CIDG vs. CAYANAN G.R. No. 181796, November 7, 2017

Facts:

On August 16, 2007, Regina filed a petition for habeas corpus in the RTC alleging that Pablo, her husband, was being illegally detained by the Director/Head of the CIDG; that a group of armed men identifying themselves as operatives of the CIDG, led by Pascua, had forcibly arrested Pablo and had then detained him at the office of the CIDG in Camp Crame, Quezon City; that Pablo had not been found or heard from since then; and that despite repeated demands by her and her relatives, the CIDG operatives had not produced the body of Pablo. The CIDG received the petition for habeas corpus brought in behalf of Pablo which it filed its return on the writ wherein it denied having the custody of Pablo or having detained him. It prayed for the dismissal of the petition for habeas corpus. The RTC issued the writ of amparo and the Granting of the Witness Protection Program availed of by the petitioner retained until the finality of the case/cases. The CIDG forthwith moved for reconsideration which was denied. Hence, the CIDG has directly appealed to the Court.

Issues:

(1) Whether there is sufficient evidence supported the grant of the writ of amparo by the RTC;

(2) Whether the CIDG already discharged its duty as required by the Rule on the Writ of Amparo;

(3) Whether the petition for the issuance of the writ of amparo was defective; and

(4) Whether the issuance of the writ of amparo by the RTC impaired Pascua’s right to the presumption of his innocence.

Held:

(1) Yes, Section 17 of the Rule on the Writ of Amparo specifies the degree of proof required from the petitioner as a respondent named in the petition for the writ of amparo, states that the Burden of Proof and Standard of Diligence Required. – The parties shall establish their claims by substantial evidence. Substantial evidence is such relevant evidence as a reasonable mind might accept as adequate to support a conclusion. That the respondent discharge her burden of proof when she provided substantial evidence to support her petition for the writ of amparo such as the Sinumpaang salaysay of Perez, Pascual admission that the abduction took place but inserted himself as another victim, and the presentation of other witnesses of the respondent

(2) No, the CIDG did not observe the required extraordinary diligence in accordance with section 17 of the rule of the writ ofAmparo. The CIDG posits that it was only required to observe ordinary diligence in conducting its investigation of the disappearance of Pablo and in determining Pablo’s whereabouts. Section 9 of the Rule on the Writ of Amparo expressly states what a public official or employee impleaded as a respondent in the petition for the writ of amparo should submit with the verified written return. A general denial of the allegations in the petition shall not be allowed. The allegation that the CIDG had continuously searched for Pablo among its various operating divisions similarly constituted a general denial because the CIDG did not thereby indicate who had conducted the search, and how thoroughly the allegedly continuous searches had been conducted.

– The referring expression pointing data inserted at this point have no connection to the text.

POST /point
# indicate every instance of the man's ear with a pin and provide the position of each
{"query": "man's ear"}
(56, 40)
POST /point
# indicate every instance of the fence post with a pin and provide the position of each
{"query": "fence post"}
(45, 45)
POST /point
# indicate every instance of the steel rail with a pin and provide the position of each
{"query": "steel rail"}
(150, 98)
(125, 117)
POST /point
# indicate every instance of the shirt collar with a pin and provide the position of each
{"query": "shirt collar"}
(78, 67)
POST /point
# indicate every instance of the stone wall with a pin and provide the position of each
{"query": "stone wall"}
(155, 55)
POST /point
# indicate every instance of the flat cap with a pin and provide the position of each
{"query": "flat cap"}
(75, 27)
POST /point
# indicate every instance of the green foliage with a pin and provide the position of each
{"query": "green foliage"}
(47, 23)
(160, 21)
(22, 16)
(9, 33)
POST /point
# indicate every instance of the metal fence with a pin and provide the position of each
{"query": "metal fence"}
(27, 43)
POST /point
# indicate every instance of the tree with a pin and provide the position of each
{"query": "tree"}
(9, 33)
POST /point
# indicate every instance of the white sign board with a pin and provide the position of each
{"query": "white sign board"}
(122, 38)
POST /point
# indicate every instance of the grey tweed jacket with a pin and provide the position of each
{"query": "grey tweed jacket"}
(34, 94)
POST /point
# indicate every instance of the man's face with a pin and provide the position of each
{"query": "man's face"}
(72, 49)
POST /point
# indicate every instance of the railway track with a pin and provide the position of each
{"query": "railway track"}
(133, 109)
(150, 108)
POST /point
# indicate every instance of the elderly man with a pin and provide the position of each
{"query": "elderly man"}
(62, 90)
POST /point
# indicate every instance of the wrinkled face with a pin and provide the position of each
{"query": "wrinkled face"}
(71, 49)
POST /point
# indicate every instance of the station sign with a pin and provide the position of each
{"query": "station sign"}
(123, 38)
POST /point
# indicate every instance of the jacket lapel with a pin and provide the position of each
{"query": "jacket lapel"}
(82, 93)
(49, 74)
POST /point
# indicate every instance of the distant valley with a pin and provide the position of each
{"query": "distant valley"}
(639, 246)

(3) No, The petition for the writ of amparo was not defective. Section 5 of the Rule on the Writ of Amparo lists the matters to be alleged in the petition for the writ of amparo. There is no requirement for the petition to state the probable whereabouts of the victim.

(4) No, The issuance of the writ of amparo did not impair SPO2 Pascua’s right to the presumption of innocence. The proceedings taken under the Rule on the Writ of Amparo are not akin or similar to those in criminal prosecutions. In the former, the guilt or innocence of the respondents is not determined, and no penal sanctions are meted. The proceedings only endeavor to give the aggrieved parties immediate remedies against imminent or actual threats to life, liberty or security. The presumption of innocence is never an issue. In the latter, the prosecution of the accused with due process of law is the object of the proceedings. The presumption of innocence in favor of the accused is always the starting point. Hence, the need for the State to adduce proof beyond reasonable doubt of the guilt of the accused.